The JPEG header also comprises of thumbnail version of the image. Which can be used to carve out the next three components of the camera signature. As we know the size of the thumbnail image is not larger than some hundred square pixels. In some cases, the cameras don’t assign or use the thumbnail image. So in such cases, 0 is assigned to the parameter associated with the thumbnail. Thumbnails will give 284 values comprising 192 quantization tables, 90 Huffman codes and 2 image dimensions.
EXif metadata is being used to carve out the last component of the camera signature. EXif metadata will give out 8 values which comprise of 5 entry counts for IFD, 1 for extra IFDs, 1 for parser error and the last 1 is for entries in extra IFDs.

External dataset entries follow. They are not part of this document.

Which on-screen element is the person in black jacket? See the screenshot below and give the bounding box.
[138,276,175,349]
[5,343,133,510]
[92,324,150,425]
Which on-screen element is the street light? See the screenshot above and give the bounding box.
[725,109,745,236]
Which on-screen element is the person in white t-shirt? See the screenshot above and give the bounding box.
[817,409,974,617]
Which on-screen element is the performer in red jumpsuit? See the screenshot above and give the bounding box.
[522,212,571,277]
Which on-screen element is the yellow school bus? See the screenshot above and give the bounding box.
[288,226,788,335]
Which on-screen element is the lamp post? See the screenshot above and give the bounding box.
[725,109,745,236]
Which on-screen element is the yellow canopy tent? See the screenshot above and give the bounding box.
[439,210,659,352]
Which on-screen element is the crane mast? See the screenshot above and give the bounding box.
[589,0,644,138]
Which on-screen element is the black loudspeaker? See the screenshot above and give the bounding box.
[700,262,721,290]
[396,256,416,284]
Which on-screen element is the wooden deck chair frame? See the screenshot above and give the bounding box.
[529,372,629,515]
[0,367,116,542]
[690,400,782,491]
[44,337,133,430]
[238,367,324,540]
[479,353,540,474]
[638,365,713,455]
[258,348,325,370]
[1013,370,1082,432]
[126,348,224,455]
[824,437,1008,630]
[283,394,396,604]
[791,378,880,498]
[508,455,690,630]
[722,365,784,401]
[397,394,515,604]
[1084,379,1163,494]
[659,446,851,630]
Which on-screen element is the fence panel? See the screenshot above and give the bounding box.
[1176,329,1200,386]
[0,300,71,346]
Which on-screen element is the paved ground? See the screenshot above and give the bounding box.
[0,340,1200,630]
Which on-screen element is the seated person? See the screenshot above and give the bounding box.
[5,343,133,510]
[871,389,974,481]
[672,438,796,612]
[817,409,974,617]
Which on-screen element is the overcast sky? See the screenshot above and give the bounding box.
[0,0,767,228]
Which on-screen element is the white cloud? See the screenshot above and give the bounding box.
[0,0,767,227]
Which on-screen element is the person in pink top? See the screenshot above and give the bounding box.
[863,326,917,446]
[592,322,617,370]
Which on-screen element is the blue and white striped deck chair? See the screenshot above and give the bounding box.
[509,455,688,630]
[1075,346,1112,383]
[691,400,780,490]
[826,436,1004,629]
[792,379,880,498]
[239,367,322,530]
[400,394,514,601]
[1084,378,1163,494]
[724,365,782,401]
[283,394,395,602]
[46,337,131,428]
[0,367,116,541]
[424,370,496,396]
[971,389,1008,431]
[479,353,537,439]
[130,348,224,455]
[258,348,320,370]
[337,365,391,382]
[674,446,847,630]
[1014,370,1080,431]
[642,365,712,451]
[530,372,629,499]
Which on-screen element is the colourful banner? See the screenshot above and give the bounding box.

So in total 576 values can be carved out of the full resolution image consisting of 284 values from the thumbnail header, 284 from the image header and 8 from the Exif metadata which altogether gives out the camera signature which will further help to prove the image authentication.
So to detect the alteration in a photo, the camera signature of the original camera is compared to the carved out signature value and if there is a difference then it can be strong evidence in favour of tampering.
As the camera distribution is non-uniform so there is an equivalence class of size n to compare with camera configuration. So if we see the case of Adobe Photoshop and compare its signature with various camera signatures then we will find out that only the thumbnail and can use the image Huffman code and quantization table for comparing. That means Photoshop signatures inhabit an equivalence class of size 1.
As mentioned above that the Image cycle involves DCT, quantization and encoding. So if we go for the decoding purpose we just have to apply IDCT (Inverse Discreet cosine Transform) to the image.
So we can conclude that image forensics is an important aspect of any investigation including image involved in a crime or associated with it. In the forensics of Drone, Image Forensics can prove to be a strong technique that also provides important artefacts to help out in the case. JPEG header, Exif header, thumbnail image. All of these can be good sources of artefacts if, data carving is done properly out of them.